Опричник вздрогнул от резкого Филькиного движения и хотел было ткнуть в дерзкого лотошника своей булавой, но, разглядев баранку на ее колючей головке, довольно хмыкнул и, подкинув дармовой гостинец в воздух, поймал его широко раскрытым ртом.
— Ну что с него возьмешь! — усмехнулся Владигор, глядя на стражника, смачно хрустящего пойманной баранкой. — Однако человек не щепка сосновая!
— Тебе виднее, князь, — тряхнул головой Филька. — Я весь в твоей воле: как ты скажешь — так и сделаю!
— Скажи Любаве, чтобы сидела тихо, — прошептал Владигор, склонившись над лотком, — в тереме затворилась, скорби на себя побольше напустила, — понял?
— Понял, светлейший князь! — лукаво улыбнулся Филька. — Все как есть понял!
— А теперь лети отсюда! — тихо приказал Владигор. — Но сперва нож отдай — ни к чему он тебе!
— Ка-какой н-нож?! — затрепетал пораженный Филька.
— Который ты из висельника вытащил, — прошептал князь, с усмешкой глядя в его округлившиеся глаза. — Попадешься с ним — на дыбе изломают.

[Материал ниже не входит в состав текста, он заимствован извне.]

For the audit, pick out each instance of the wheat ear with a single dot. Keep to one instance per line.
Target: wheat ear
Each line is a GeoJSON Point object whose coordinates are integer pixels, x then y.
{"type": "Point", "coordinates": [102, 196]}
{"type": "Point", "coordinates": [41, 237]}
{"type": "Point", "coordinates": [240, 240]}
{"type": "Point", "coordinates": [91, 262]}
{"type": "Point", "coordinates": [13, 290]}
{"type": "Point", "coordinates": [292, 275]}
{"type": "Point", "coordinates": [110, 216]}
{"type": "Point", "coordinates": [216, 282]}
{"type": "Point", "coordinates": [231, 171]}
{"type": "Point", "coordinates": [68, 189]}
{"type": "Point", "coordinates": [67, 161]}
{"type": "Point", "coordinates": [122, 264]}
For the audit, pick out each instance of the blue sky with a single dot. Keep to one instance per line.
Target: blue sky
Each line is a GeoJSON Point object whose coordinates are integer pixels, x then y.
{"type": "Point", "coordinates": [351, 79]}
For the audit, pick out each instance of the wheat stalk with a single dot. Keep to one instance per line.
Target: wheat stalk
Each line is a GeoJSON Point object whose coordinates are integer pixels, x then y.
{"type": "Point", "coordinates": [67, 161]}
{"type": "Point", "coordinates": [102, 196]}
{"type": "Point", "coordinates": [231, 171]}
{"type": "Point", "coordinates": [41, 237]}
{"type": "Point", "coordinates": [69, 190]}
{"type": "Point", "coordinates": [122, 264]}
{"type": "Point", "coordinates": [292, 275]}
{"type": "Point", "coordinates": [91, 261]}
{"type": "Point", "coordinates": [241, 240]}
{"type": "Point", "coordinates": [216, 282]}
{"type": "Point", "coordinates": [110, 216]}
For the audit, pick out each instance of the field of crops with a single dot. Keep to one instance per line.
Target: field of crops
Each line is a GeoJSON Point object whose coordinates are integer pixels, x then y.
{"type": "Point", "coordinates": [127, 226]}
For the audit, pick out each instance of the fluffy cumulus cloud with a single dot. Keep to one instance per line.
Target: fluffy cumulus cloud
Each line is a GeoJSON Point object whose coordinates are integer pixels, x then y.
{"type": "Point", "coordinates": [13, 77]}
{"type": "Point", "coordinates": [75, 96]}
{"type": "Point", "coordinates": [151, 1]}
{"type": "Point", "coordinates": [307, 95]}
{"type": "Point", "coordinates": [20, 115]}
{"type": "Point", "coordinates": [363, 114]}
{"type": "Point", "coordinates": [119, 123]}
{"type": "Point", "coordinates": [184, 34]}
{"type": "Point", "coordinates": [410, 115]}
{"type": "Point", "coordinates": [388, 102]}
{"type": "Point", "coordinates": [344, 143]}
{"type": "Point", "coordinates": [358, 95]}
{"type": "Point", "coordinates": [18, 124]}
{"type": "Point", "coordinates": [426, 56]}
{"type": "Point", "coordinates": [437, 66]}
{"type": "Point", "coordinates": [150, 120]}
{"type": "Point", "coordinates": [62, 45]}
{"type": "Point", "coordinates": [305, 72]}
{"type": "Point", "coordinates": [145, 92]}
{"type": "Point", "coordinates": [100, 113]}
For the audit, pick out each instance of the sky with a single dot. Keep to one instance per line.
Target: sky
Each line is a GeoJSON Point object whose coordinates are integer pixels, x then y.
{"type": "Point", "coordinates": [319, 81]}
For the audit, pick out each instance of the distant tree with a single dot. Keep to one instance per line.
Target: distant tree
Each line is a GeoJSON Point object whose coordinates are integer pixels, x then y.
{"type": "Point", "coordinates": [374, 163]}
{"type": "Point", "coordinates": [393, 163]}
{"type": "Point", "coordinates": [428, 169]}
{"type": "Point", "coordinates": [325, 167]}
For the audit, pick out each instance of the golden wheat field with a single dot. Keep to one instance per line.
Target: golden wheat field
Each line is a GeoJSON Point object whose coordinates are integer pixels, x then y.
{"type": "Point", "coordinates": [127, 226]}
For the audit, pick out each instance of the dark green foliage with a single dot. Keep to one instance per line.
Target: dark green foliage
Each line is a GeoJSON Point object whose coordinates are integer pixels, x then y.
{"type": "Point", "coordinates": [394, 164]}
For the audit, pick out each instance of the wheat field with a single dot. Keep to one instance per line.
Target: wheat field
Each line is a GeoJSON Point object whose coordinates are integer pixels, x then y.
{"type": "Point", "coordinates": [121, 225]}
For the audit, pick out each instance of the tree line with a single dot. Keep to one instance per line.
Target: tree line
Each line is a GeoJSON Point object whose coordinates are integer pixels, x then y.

— Себя побереги, — сказал Филька, глядя на кровавые отблески, перебегающие по граням аметиста. — Мы без тебя — пустая трава, сам знаешь!
— Не дело говоришь, Филимон, — нахмурился князь. — И на перстень не пялься: не кровь в камне играет — огоньки пляшут! Нож давай!
Филька послушно склонил голову, сунул руку под полу кафтана, отстегнул от пояса кожаные ножны с кинжалом и под лотком передал оружие Владигору.
— А за Лиходея не бойся! — шепнул князь. — Не один я здесь — управимся!